The Idea of Play

When Kant made his argument for the unbreakable barrier between the phenomena and the noumena, he didn’t even leave room for how we know ourselves. Friedrich Schiller, In his Aesthetic Education of Man, writes that, “Man is never so authentically himself as when at play.” Play is what we do to be free. The chief source of play is through the productions of art. Take a fly fisherman for example. His attention focuses, time is arrested, and he can stave off hunger as he prunes and perfects the dance to throw the fly into water and bring in the catch. It’s as if he’s at one with the activity, much like a guitarist is at one with his guitar. When one is an extension of their instrument this is called flow. It’s when one gets to the master level of an activity and one is no longer thinking at every turn and point to do this and do that.
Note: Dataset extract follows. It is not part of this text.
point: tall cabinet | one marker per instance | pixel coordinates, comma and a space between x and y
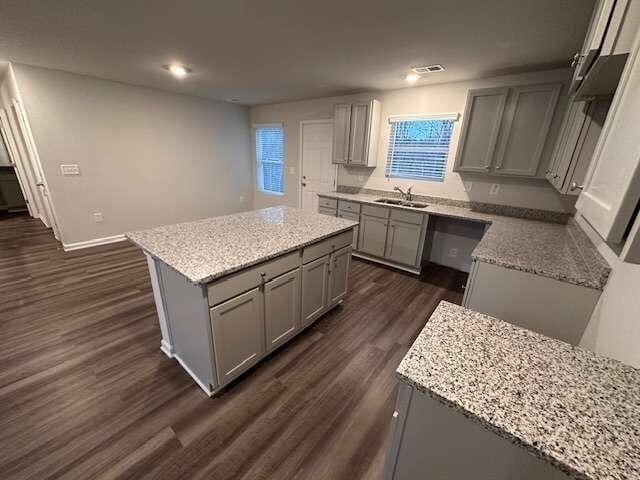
356, 131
It’s when one can finally do the dance without doubt and questioning. The highest form of play, Schiller believes, is when one attaches their childish curiosity drive with the formal drive old age imposes as we understand science, philosophy, and mathematics. If one can fuse childish curiosity with the formal drive then an explosion will happen that we can call the play drive. Through it the affective and cognitive dimensions flourish and one’s activity makes one whole. Forms of play vary as much as personalities do, and must be custom suited to the individual. I’ve seen people in their elder years at a loss, not knowing what their passion might be. For me, I had to touch the depths to reach the heights. Pain made me focus on what could turn my life around. Only when the sun darkened did I turn to the moon, and when the moon didn’t shine, I turned to the campfire, and when the fire went out, I had to turn on the light within.